Nigel Pitman

From an “Ecologist Directory” maintained by the ESA Education Office about 2004-2005. Profile circa 2004.

Degree                                         Ph.D.

2002 W. S. Cooper Award

nigel_pitman_profileI became interested in ecology after reading “The end of nature” by Bill McKibben as a freshman in college. I spent the next year on a leave of absence working in a forest reserve in Costa Rica, and when I went back to college I switched my major from the humanities to ecology.

I received an undergraduate degree in ecology from Princeton in 1993 and a Ph.D. in botany from Duke in 2000. My apprenticeship in identifying tropical trees began with years of trial-and-error in the National Herbarium of Ecuador with Gentry’s field guide to South American plants and continues today in Peruvian forests and museums.

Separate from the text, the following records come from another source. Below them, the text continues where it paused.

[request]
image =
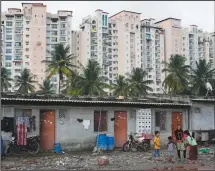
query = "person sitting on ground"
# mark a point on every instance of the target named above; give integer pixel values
(191, 146)
(171, 149)
(157, 144)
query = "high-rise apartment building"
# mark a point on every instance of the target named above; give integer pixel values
(125, 47)
(28, 34)
(93, 38)
(58, 30)
(172, 33)
(152, 53)
(2, 42)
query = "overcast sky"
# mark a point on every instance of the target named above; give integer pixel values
(200, 13)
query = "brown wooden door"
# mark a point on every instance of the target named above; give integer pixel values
(176, 119)
(120, 128)
(47, 130)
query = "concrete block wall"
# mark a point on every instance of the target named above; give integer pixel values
(72, 135)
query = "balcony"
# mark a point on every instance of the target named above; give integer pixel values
(93, 43)
(17, 67)
(94, 36)
(17, 59)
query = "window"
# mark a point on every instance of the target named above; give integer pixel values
(7, 64)
(8, 37)
(62, 32)
(148, 36)
(54, 32)
(62, 39)
(63, 26)
(8, 30)
(54, 26)
(8, 50)
(160, 120)
(102, 126)
(19, 24)
(9, 17)
(8, 57)
(147, 29)
(9, 23)
(8, 44)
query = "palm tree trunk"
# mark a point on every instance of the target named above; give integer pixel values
(59, 84)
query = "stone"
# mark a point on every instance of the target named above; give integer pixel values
(103, 161)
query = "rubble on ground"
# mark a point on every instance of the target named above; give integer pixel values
(116, 160)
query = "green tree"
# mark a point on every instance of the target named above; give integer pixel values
(201, 74)
(138, 85)
(5, 79)
(61, 63)
(46, 88)
(25, 82)
(92, 82)
(121, 88)
(177, 74)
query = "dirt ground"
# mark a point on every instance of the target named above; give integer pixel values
(118, 160)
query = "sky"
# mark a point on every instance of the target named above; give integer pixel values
(200, 13)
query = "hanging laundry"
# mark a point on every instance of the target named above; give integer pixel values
(21, 126)
(86, 124)
(7, 124)
(33, 124)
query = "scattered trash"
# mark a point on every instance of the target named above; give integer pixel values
(115, 160)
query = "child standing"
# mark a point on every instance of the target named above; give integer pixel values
(171, 148)
(157, 144)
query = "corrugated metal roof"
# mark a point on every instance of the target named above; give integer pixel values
(93, 102)
(204, 100)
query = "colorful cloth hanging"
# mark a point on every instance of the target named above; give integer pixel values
(21, 126)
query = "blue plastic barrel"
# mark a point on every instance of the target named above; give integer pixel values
(101, 141)
(110, 140)
(57, 148)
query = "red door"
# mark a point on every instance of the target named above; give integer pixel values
(120, 128)
(47, 130)
(176, 119)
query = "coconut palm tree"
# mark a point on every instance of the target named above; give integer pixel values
(177, 74)
(5, 79)
(121, 88)
(46, 88)
(202, 74)
(91, 81)
(25, 82)
(61, 63)
(137, 84)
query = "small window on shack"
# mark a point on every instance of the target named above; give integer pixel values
(100, 121)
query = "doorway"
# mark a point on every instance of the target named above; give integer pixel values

I owe a lot to Steve Hubbell and John Terborgh, my undergraduate and graduate advisors. Robin Foster, Al Gentry, and a dozen other tropical plant taxonomists and ecologists blazed the trail for the work I do now, and my colleagues in South America and elsewhere have taught me a great deal. None of our work would be possible without the plant specimen collections maintained by herbaria, especially the National Herbarium of Ecuador, the Missouri Botanical Garden, and the Field Museum of Natural History.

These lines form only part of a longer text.